# Free Q Lab Alternative



## Joshua Hoffman (May 28, 2015)

Does anyone know of an alternative for qLab that is free for mac? Because I cant afford Qlab, but using it in the free licence does not allow me to sve video cues which is important to me


----------



## JJBerman (May 28, 2015)

I haven't seen anything, but is Qlab's daily rental an option? I think $5 a day is what they charge.


----------



## Robert (May 28, 2015)

Isn't there a free version with just two outputs? Rental is $3.00 a day.


----------



## James Aleksic (May 29, 2015)

I've used Multiplay before - http://www.da-share.com/software/multiplay/ - It's windows based, so I don't know if it's an option - but it can do sound and basic video playback.

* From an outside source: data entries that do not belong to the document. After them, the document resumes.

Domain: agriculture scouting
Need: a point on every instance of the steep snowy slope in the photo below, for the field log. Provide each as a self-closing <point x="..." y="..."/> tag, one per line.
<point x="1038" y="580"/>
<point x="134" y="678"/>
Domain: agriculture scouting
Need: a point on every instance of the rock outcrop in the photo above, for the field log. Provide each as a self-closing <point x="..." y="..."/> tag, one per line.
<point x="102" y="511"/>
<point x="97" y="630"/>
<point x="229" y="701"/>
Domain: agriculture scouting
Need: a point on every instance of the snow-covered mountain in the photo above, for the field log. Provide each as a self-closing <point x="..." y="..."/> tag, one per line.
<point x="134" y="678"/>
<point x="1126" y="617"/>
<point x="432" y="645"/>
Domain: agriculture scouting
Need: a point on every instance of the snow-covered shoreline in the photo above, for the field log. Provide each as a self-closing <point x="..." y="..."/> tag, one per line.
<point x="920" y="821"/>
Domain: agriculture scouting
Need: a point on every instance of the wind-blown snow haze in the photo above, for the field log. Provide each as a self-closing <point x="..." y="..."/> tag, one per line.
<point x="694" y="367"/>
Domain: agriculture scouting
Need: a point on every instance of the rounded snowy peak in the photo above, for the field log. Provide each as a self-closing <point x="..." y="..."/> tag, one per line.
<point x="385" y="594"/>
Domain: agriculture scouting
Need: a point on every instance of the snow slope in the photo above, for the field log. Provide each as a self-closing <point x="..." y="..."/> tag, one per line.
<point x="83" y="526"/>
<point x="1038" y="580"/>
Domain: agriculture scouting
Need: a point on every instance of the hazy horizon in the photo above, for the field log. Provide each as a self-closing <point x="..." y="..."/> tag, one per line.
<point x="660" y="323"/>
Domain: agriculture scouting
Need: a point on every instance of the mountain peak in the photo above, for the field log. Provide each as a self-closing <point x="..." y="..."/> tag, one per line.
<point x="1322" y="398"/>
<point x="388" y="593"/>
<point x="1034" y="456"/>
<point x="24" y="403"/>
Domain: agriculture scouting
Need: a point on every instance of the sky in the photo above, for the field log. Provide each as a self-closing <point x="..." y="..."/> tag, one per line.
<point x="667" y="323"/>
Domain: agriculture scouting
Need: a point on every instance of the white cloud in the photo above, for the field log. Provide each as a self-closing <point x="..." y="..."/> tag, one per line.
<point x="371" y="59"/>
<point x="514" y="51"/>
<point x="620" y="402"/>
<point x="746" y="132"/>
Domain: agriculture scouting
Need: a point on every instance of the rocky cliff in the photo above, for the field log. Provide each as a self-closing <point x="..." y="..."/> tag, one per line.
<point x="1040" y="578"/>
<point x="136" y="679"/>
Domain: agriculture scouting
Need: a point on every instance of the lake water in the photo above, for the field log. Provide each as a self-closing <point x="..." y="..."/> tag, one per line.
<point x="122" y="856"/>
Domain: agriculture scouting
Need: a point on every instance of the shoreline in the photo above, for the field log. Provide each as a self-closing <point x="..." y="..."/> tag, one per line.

Not as good as QLab, but it is free and I've never had any issues with it


----------



## Davetp (May 31, 2015)

I use multiply aswell it is great as it is not complex but it gets you through the job. i don't know if macs support it but i am guessing they do.


----------



## kenact (May 31, 2015)

I've been using QLC+ on Windows, and they do have a Mac version.
http://www.qlcplus.org/downloads.html
I've been using it for lights, sound & video.


----------



## Joshualangman (Jun 14, 2015)

The free version of QLab 3 does let you save video cues.

Scroll down on this page for details:

http://figure53.com/qlab/buy/


----------